Sixty-eight percent of organizations running self-hosted AI ingest those models transitively through third-party software, according to Wiz’s State of AI in the Cloud 2026 report. The models your platform team approved are not the only models running in your environment — and those unattributed calls bypass your LLM gateway, evade your observability stack, inflate your cloud bill, and silently distort every capacity model you maintain.
This is not a governance talking point. It is a hard engineering problem with a measurable cost, and most teams have no instrumentation to see it. If your GPU utilization, egress spend, and p99 latency move for reasons you cannot attribute, transitive AI is a prime suspect.
What Transitive AI Actually Means
Transitive AI is the model equivalent of a transitive dependency in your package tree: an AI capability that enters your runtime not because you deployed a model, but because some library, SDK, SaaS connector, IDE extension, or MCP server pulled it in. Wiz found that 81% of organizations now use managed AI services and 90% run self-hosted models, so the surface for this is enormous. But 68% of those self-hosting ingest models through third-party software rather than deploying them directly.

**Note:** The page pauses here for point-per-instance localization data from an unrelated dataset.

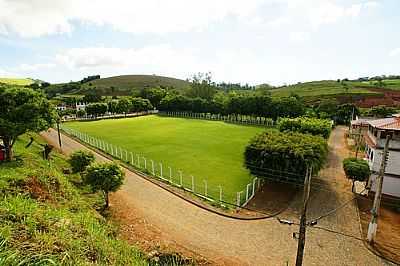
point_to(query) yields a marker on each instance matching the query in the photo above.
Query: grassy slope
(16, 81)
(208, 150)
(323, 88)
(124, 84)
(45, 220)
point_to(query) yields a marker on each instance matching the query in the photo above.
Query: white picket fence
(160, 170)
(237, 119)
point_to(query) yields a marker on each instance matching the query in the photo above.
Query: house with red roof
(375, 139)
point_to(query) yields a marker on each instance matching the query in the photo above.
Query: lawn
(208, 150)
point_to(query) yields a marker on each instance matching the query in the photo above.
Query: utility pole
(59, 135)
(373, 225)
(358, 141)
(303, 218)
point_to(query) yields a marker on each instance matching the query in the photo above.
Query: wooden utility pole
(59, 135)
(303, 218)
(373, 225)
(358, 141)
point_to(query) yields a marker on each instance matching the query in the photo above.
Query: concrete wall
(391, 185)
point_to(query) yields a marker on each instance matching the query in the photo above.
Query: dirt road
(264, 242)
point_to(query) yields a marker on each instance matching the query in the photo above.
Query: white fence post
(152, 167)
(238, 198)
(181, 178)
(247, 192)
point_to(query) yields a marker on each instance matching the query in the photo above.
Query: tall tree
(22, 110)
(202, 86)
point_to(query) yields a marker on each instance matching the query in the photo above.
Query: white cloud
(35, 67)
(395, 52)
(299, 36)
(33, 18)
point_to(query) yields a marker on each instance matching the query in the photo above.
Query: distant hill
(123, 85)
(17, 81)
(364, 93)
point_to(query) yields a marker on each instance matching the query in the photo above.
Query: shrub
(80, 160)
(313, 126)
(106, 177)
(356, 170)
(280, 155)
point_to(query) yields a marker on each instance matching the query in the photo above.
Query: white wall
(391, 185)
(393, 165)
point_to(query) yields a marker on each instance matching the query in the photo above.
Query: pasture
(211, 151)
(16, 81)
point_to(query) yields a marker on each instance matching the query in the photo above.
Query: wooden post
(303, 219)
(373, 225)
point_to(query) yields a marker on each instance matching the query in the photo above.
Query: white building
(80, 106)
(375, 139)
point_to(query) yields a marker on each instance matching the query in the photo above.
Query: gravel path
(264, 242)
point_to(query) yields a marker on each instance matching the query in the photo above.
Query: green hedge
(356, 169)
(281, 155)
(313, 126)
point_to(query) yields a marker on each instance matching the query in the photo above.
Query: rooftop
(391, 123)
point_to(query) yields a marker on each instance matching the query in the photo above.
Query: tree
(22, 110)
(201, 86)
(79, 160)
(107, 177)
(96, 109)
(281, 155)
(154, 95)
(356, 170)
(124, 106)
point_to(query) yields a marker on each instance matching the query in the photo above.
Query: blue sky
(252, 41)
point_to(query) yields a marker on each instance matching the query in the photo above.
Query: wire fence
(162, 171)
(233, 118)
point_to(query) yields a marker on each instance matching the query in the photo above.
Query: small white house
(61, 107)
(80, 106)
(375, 139)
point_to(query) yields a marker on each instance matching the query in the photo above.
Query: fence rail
(198, 186)
(111, 116)
(237, 119)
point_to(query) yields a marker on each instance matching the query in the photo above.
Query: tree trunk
(8, 149)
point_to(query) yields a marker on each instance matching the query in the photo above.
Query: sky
(247, 41)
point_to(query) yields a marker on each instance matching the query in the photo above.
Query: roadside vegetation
(50, 218)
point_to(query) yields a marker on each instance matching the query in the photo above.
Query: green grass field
(16, 81)
(208, 150)
(321, 88)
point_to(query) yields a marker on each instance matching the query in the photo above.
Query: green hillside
(17, 81)
(123, 85)
(324, 88)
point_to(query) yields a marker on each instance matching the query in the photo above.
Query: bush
(285, 156)
(356, 170)
(80, 160)
(107, 177)
(306, 125)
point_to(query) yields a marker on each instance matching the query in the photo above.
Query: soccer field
(210, 151)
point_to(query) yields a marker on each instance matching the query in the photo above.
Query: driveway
(226, 241)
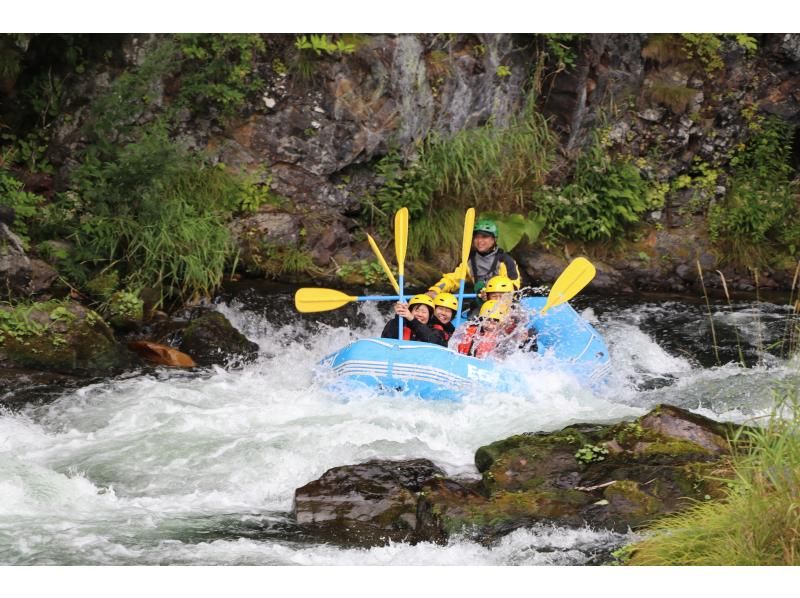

The practical consequence: the model registry your MLOps team curates is a fiction. It lists the models you chose. It does not list the models a vendor appliance embeds, the ones a npm package calls when you imported it for an unrelated reason, or the ones an MCP server your developers wired up last sprint invokes against a database. Your dependency tree now contains inference endpoints that bill you per token.
This compounds fast. The 2026 Gravitee adoption report, cited by AI Outlooks, found that 80.9% of technical teams have moved past planning into active testing or production with AI agents, while only 14.4% say all of their live agents carry full security and IT approval. The gap between “deployed” and “approved” is where transitive AI lives.
The Four Vectors AI Sneaks In
Unattributed AI enters through a small number of predictable paths. A breakdown of the shadow MCP problem identifies four insertion points that map cleanly onto what most platform teams see in production:
| Vector | How it enters | Why it persists |
|---|---|---|
| Direct SDK use | Developer wires an AI client into a prototype to ship a feature fast. | The prototype ships, no review follows, it becomes load-bearing. |
| Transitive dependency | A package you imported pulls an AI SDK up from its own dependency tree. | You never added it; your lock file did. SCA tools rarely flag inference calls. |
| Config files | YAML, TOML, or JSON carries a model endpoint URL and an API key. | Looks like ordinary config, passes code review and static analysis. |
| Reused snippets | Hardcoded LLM calls copied from a notebook or tutorial into tooling. | Nobody tracks provenance; the snippet outlives the person who pasted it. |
None of these require malice. They require velocity without an inventory. The MCP ecosystem alone has grown past 10,000 public servers, and the SDKs are propagating through npm and PyPI. Each one is a potential inference call leaving your environment that your gateway never sees.
Why Your LLM Gateway Misses It
The standard cost-control pattern in 2026 is an LLM gateway: route every model call through one egress, enforce budgets, cache, and log. It works — for calls you wrote. Transitive AI calls do not traverse it because nothing told them to. A vendor appliance talks to its own hosted model over HTTPS. An MCP server in a developer’s Claude Desktop authenticates as that user and hits an external API. From your identity provider’s perspective it looks like ordinary user activity, which is exactly why it evades egress controls.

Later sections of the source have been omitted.